Hi folks. A while ago I decided to start learning to use Python in Blender to make a basic modal operator. Since Blender has the newly added feature of being able to use multiple objects in edit mode, I thought I’d try to make use of this new feature at the same time as learning about Python in Blender. So I started putting together the basics of an operator that would allow a user to choose which objects to join whilst tweaking the geometry. Iceythe gave me some very helpful advice with regards to using Python in blender, including the advice that I should not try to use bpy.ops to join the objects (a recommendation that I’ve seen re-enforced in almost every single search result relating to this topic). Iceythe advised me to attempt to use lower level calls to connect meshes that the user chooses to join and, according to the documentation, the bmesh module makes calls directly to the underlying C, so I guess that’s about as low level as I can hope to get (which is good because it’s what I was intending to use anyway).

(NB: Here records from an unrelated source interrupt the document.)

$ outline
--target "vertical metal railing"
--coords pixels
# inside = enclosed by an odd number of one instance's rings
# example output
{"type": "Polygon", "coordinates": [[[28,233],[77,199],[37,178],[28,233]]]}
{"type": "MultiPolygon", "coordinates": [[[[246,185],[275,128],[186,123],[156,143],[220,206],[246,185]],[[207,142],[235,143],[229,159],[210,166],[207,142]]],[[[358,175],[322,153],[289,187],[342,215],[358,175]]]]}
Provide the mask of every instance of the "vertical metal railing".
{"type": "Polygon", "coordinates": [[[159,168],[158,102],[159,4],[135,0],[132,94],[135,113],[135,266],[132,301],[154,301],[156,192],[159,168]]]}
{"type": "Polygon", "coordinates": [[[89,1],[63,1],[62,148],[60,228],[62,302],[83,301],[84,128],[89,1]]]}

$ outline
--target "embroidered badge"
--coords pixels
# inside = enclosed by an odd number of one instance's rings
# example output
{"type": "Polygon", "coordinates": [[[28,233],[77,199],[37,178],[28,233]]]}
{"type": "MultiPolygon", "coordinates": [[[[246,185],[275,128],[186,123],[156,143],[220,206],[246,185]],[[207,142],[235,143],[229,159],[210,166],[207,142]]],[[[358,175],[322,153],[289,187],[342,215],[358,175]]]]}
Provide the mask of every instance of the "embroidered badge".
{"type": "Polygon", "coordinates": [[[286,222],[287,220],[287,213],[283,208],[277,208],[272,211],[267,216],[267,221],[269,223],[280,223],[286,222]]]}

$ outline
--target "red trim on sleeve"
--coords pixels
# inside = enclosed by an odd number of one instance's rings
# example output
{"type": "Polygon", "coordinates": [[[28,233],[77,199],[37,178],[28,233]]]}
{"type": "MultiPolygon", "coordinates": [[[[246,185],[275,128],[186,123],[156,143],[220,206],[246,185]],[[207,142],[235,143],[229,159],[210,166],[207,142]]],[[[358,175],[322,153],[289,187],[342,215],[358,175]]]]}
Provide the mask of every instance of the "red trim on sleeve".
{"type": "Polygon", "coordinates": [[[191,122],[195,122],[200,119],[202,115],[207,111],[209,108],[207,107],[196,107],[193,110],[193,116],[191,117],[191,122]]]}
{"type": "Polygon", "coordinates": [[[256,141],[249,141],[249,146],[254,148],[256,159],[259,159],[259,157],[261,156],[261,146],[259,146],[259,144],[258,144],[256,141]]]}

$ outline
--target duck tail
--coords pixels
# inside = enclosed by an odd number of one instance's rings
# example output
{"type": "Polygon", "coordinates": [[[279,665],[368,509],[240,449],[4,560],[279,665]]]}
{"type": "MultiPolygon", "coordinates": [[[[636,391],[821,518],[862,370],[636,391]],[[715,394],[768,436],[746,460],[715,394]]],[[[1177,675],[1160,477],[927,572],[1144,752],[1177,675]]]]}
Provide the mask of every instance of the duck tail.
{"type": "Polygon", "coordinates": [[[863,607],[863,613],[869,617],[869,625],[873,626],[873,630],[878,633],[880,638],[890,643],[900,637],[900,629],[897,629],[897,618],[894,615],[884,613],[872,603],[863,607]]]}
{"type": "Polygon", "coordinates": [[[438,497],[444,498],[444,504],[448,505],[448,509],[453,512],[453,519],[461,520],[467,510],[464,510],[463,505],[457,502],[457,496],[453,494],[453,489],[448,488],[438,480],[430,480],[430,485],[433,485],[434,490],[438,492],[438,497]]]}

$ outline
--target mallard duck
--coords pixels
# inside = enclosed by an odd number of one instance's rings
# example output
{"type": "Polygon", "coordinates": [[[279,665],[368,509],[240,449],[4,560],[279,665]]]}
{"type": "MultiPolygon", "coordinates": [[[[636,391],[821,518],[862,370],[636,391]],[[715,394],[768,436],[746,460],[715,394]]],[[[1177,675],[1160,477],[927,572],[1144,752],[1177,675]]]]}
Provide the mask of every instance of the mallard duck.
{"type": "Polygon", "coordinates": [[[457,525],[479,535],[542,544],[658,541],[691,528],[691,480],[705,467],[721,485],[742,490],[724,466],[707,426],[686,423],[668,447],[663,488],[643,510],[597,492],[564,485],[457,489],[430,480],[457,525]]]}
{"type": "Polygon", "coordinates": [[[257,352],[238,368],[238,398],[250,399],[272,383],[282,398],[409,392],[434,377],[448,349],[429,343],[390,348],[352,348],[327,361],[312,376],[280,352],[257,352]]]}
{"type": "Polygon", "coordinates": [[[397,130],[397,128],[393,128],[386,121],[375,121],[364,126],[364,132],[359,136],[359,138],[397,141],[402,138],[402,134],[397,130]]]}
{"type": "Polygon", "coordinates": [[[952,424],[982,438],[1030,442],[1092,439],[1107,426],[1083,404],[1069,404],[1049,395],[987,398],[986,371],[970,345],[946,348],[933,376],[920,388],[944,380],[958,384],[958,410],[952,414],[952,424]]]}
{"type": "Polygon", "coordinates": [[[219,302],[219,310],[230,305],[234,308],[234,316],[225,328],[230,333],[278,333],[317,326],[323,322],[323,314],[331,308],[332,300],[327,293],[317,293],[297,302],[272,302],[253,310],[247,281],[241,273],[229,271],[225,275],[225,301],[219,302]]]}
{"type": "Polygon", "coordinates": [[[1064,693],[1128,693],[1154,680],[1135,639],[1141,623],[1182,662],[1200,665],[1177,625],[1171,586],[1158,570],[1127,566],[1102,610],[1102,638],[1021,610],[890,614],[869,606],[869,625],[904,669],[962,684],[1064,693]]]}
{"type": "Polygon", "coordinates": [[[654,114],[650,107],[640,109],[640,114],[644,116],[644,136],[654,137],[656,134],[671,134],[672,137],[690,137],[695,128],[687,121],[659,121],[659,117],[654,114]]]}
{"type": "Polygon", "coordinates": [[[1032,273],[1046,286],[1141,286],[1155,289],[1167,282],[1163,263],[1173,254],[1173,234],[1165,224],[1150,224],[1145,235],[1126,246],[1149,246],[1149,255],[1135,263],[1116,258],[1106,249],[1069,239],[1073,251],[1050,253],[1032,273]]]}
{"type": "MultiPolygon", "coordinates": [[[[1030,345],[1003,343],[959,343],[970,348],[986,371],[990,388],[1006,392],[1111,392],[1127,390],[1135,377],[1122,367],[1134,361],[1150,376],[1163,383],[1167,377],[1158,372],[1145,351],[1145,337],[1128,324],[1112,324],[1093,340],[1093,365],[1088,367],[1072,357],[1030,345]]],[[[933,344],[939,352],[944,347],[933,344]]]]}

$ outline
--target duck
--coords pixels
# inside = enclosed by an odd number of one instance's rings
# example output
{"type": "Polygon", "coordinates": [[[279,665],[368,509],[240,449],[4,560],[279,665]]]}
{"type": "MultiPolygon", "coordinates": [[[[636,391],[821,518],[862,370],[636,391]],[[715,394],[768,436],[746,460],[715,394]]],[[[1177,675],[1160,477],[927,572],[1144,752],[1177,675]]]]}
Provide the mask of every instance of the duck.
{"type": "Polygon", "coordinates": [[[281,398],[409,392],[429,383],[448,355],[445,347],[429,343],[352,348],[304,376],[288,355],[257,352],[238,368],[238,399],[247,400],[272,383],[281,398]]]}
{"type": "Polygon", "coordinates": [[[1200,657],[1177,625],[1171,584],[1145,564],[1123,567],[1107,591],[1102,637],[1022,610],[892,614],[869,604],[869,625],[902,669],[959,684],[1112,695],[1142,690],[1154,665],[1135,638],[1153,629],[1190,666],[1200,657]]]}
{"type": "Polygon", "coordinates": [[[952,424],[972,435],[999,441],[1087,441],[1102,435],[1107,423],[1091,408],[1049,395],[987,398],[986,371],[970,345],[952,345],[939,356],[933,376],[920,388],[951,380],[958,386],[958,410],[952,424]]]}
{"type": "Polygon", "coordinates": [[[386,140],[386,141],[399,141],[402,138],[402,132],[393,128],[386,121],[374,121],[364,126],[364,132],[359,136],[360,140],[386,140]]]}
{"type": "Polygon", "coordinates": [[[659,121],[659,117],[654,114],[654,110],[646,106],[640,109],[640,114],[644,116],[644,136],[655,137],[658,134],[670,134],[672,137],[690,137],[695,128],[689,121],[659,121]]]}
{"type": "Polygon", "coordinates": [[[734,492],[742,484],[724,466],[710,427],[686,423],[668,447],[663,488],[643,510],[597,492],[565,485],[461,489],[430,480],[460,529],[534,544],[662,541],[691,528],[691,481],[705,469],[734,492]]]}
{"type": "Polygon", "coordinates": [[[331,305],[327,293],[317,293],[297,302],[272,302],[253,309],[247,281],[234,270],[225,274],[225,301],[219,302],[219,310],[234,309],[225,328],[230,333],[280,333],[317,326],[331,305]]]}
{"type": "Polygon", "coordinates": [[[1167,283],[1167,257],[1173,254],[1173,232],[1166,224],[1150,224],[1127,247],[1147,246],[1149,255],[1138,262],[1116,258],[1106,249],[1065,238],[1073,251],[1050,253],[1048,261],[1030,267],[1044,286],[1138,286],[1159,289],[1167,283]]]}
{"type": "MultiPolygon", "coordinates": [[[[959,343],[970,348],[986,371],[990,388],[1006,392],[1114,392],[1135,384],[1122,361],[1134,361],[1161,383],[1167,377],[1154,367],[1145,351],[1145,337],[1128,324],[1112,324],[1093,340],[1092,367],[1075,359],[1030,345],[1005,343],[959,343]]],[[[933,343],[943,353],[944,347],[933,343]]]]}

I’m trying to put together a few lines of Python that I can use as the basis of an object joining method. To set it up, all I do is have two objects in an otherwise empty blend file and put a basic material on each of them, then I just move each object a couple of BUs from the origin in different directions. Based on what was in the bmesh documentation, I managed to put together a few lines that does take the mesh of each object that’s in edit mode and puts them into into a single object that gets linked back to each collection that any of the objects came from, but it doesn’t copy over any of the non-mesh information: materials, translations, etc are all missing. It took me a while to realise that it was actually copying the data of both meshes because, when the translation information is missing, all the meshes are sitting in exactly the same place at the origin. I guess I shouldn’t really have been surprised that only the mesh data was being used, given that the methods I could get to work were called
.from_mesh(), but the method I pinned my hopes on when I went back to the documentation
.from_object() demands an argument I’ve never heard of, have no idea how to get, and google doesn’t look like it brings up anything useful when I ask it.
Here’s the Python I’ve been using that gets me an object containing just the bare bones meshes without copying any of the other data I want.
import bmesh m = bmesh.from_edit_mesh(C.objects_in_mode.data) m.from_mesh(C.objects_in_mode.data) dm = bpy.data.meshes.new('z') m.to_mesh(dm) mo = bpy.data.objects.new('s', dm) cs = set() for o in C.objects_in_mode: cs.update(o.users_collection) for c in cs: c.objects.link(mo)
Am I right to expect that from_object() is the method that will copy over all the other data? If so, then what is a depsgraph and how do I get a reference to the correct one? I’ve been using Blender for well over a year now and I’ve never even heard of it before.